On the budget and fiscal policy front, I stressed that the government has to account for all monies spent during the Emergency and reveal how much fiscal injection is needed for 2021. The government must disclose the state of MGS, the risk profile of foreign exposure to our bonds, and answer if we need to increase our external borrowings ceiling. I also urged the government to direct BNM to do a detailed study on a short term, Covid specific quantitative easing program and to report the pros and cons of the same to Parliament. I also urged the government to focus on distributional issues and prioritising in the following order; wage subsidy, direct cash transfer and lastly, outright grants.


Lastly, I provided the following guidelines and recommendations on the implementation process. The Emergency must end immediately and that a more inclusive approach is needed to implement a proper national recovery. Full transparency and accountability need to be instilled in the recovery plan with frequent Parliament sittings to provide checks and balances. The government must form a joint select committee of equal government and opposition MPs to monitor the implementation of the recovery plan.
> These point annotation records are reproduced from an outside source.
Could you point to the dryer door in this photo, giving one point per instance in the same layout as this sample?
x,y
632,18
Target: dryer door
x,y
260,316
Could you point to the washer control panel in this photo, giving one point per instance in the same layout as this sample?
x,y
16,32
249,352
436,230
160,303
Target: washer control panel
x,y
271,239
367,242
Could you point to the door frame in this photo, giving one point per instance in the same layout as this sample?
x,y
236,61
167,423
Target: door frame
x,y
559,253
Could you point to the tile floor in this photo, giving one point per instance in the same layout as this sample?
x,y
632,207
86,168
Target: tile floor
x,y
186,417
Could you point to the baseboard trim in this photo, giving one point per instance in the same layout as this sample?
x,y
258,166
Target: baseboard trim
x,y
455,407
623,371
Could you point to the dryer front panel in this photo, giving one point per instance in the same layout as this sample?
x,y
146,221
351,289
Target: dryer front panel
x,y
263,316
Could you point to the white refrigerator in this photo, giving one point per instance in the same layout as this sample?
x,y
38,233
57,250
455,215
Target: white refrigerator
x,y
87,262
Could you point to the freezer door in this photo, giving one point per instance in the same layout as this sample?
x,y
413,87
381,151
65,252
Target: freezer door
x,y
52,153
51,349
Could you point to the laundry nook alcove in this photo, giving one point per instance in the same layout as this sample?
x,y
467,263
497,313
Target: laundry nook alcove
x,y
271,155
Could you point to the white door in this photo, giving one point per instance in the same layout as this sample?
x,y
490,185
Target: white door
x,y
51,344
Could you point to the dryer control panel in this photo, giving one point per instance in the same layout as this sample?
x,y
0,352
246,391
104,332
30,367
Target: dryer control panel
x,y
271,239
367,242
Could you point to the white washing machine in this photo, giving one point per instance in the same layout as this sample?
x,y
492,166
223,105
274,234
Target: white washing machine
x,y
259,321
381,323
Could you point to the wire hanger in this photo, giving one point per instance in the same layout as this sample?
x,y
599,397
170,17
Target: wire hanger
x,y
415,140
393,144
I also argued that the federal government must move to empower and finance state and local governments to do more in terms of welfare, mass testing and contact tracing so that effective and localised measures are deployed.


The minister was happy to receive my notes and recommendation. I am thankful for his time and candour. However, the bottom line is this. While I am willing to constructively suggest policies to my political opponents, for the sake of bettering the country, I remain unconvinced that the other side will actually meet me half way. In the meantime as the political crisis continues, I urge my constituents to pray for change.